Assyrian Democratic Movement

The Assyrian Democratic Movement ( Syriac -Aramaic: ܙ ܘ ܥ ܐ ܕ ܝ ܡ ܘ ܩ ܪ ܛ ܝ ܐ ܐ ܬ ܘ ܪ ܝ ܐ Zowaa Demoqrataya Atoraya, Arabic الحركة الديمقراطية الآشورية; abbreviation ADM), also known as Zowaa, is an Assyrian political party in Iraq. She is currently the only ethnically based Assyrians party that was elected to the Iraqi parliament.

History

The Assyrian Democratic Party was established on 12 April 1979, to do with the political objectives of the Assyrian people in Iraq enough. This was done in response to the oppressive brutality of the Ba'ath regime and its intention to expropriate the lands of the Assyrians forcibly. The movement began in 1982 to even the armed struggle under the leadership of Yonadam Kanna against the Iraqi regime and joined the Iraqi Kurdistan Front in the early 1990s at. Yonadam Kanna was a target of the Baathist regime of Saddam Hussein for many years.

Due to the successful lobbying of influential Assyrians in the United States and by Congressman Henry Hyde, the American government apparatus explained the Assyrian Democratic Movement to an officially recognized Iraqi opposition movement. In a memorandum dated 9 December 2002, U.S. President George W. Bush called the two items four and five of the Iraq Liberation Act of 1998 as a means from which it allowed the United States to provide financial resources of the Assyrian Democratic Movement and other Iraqi opposition movements. Yonadam Kanna attended a meeting of Iraqi opposition leaders in September 2002 in New York City in part, as well as at the London Conference of the Opposition in December 2002. In February 2003, addressed Kanna both the Iraqi opposition leaders, as well as the U.S. envoy Zalmay Khalilzad at a conference in northern Iraq. Just hours before the US-led war against Iraq in March 2003 stressed the importance of Kanna coming war in the history of the Assyrian people. He reported that some Assyrians left the cities for the villages and urged the Diaspora Assyrians, to deliver humanitarian aid to their "brothers ".

Today's policy

Yonadam Kanna is the current leader of the Assyrian Democratic Organization.
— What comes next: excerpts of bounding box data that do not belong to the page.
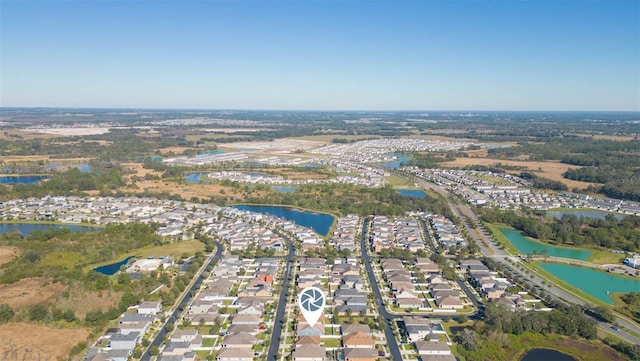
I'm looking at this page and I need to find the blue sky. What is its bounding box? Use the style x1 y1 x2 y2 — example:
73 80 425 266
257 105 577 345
0 0 640 110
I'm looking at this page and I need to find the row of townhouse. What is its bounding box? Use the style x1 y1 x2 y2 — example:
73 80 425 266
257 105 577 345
330 214 360 251
380 258 465 310
429 214 467 248
402 316 456 361
84 301 161 361
369 216 426 252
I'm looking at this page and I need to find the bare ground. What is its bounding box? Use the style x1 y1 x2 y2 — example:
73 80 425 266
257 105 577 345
0 277 66 308
0 246 20 265
443 158 600 189
55 287 123 320
0 323 91 361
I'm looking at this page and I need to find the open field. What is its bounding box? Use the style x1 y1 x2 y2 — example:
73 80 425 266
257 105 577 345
224 138 325 154
40 251 83 269
0 277 66 306
55 286 123 320
0 323 91 361
0 129 60 140
442 158 601 189
289 133 382 143
0 246 20 265
134 239 204 257
571 134 636 142
131 181 250 201
23 127 110 137
1 155 93 164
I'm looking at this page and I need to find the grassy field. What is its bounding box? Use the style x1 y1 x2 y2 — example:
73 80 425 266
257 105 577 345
0 246 20 265
442 157 601 189
84 239 204 272
387 174 413 187
486 224 623 265
40 251 82 269
454 332 626 361
585 248 624 264
526 261 609 306
290 133 382 143
0 277 67 309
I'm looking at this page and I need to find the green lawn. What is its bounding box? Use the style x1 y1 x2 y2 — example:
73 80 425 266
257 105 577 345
322 338 342 347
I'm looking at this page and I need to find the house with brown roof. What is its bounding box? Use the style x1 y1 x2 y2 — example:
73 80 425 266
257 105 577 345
343 347 378 361
414 341 451 356
216 347 253 361
342 332 376 348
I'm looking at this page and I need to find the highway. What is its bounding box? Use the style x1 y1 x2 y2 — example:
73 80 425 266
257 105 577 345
267 233 295 360
418 179 640 345
140 242 223 361
360 218 402 360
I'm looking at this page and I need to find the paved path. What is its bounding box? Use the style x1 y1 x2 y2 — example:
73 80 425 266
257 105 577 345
140 242 223 361
360 218 402 360
267 233 295 360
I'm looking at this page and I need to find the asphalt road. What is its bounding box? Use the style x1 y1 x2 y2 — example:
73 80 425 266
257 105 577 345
140 242 222 361
267 234 295 360
419 180 640 345
360 218 402 360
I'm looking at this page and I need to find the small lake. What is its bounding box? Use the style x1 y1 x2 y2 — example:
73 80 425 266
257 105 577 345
46 163 93 173
197 150 226 157
376 153 411 169
0 223 102 237
547 209 624 220
93 256 135 276
0 175 49 184
232 204 334 236
269 186 298 193
184 173 210 184
498 227 591 261
520 348 576 361
396 189 427 198
540 263 640 304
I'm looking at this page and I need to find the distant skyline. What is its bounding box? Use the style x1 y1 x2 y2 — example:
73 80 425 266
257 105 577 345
0 0 640 111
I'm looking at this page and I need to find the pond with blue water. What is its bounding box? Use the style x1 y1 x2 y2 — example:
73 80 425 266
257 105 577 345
498 227 591 261
93 256 135 276
547 209 624 220
0 175 49 184
269 186 298 193
376 153 411 169
396 189 427 198
184 173 211 184
232 204 335 236
520 348 576 361
539 263 640 305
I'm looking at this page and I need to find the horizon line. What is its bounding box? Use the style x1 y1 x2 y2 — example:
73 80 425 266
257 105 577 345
0 106 640 113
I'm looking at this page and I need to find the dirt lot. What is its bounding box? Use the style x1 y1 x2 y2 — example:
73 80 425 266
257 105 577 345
0 323 91 361
558 339 625 361
55 287 123 320
0 246 20 265
443 158 599 189
136 181 250 200
0 277 66 308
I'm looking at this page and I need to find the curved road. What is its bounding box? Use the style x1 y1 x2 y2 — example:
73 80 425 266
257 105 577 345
267 233 295 360
360 218 402 360
417 178 640 345
140 242 222 361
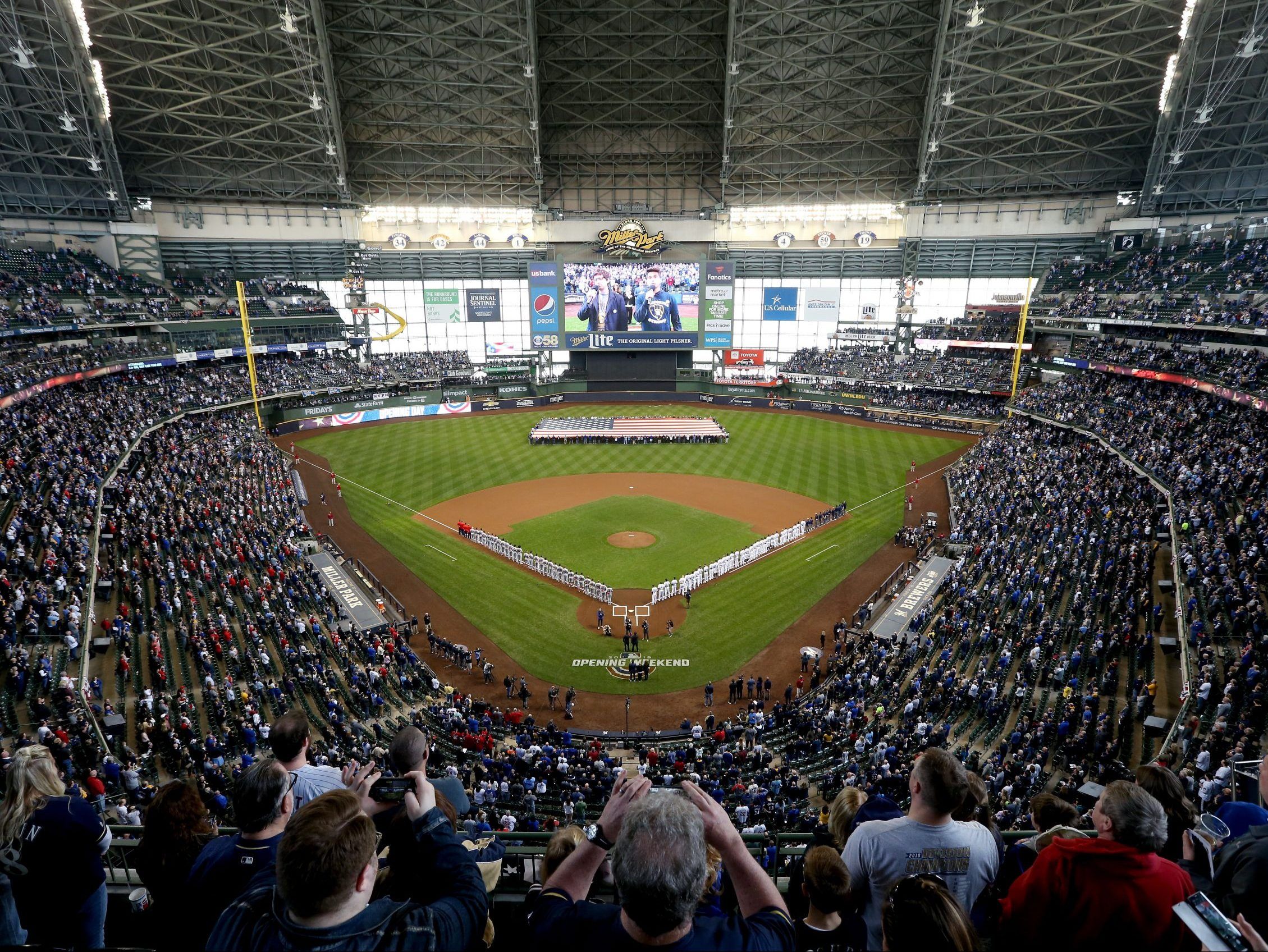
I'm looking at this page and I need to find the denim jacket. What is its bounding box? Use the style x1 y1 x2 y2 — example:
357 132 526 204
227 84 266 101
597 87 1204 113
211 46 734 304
207 808 488 952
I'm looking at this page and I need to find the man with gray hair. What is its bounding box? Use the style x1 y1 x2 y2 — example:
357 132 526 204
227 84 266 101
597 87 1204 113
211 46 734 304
533 776 795 952
998 780 1196 952
185 757 295 948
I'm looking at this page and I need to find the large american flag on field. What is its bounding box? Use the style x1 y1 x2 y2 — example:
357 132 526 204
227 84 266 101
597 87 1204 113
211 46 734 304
533 417 725 437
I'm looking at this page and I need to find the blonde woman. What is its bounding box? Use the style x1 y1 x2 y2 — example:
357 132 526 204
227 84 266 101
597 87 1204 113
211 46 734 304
0 744 111 949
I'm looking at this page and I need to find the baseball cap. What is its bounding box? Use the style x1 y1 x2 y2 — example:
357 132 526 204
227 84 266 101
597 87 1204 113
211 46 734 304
429 777 472 816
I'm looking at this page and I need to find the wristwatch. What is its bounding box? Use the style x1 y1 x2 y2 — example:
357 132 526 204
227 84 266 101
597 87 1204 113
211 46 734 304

He served as a member of the former Iraqi Governing Council, before it was dissolved. The aim was thus to make room for the office of elected body that was formed after the parliamentary elections of January 2005. The movement has since been represented in the parliament of the Kurdistan Autonomous Region. Party members and Assyrians are generally the focus of increasing insurgent attacks since the fall of Saddam Hussein.

The party describes itself as to verteigigen a democratic and political organization of national and patriotic to the people and their legitimate rights and to fight under the banner of a free, democratic Iraq. The declaration of the party includes the call for official recognition of the rights of the Assyrians and the unity of the people in spite of their different church affiliations: Chaldean Catholic Church, Syriac Orthodox Church of Antioch and the Church of the East ( various Christian denominations within the Aramean population). The movement supports the idea of ​​a federal Iraq and has good relations with other Assyrian and Kurdish groups that are present in northern Iraq, as well as the Shiite leaders in southern Iraq.

The Assyrian Democratic Movement runs the broadcast media Ashur Ashur TV and radio and published the newspaper Bahra.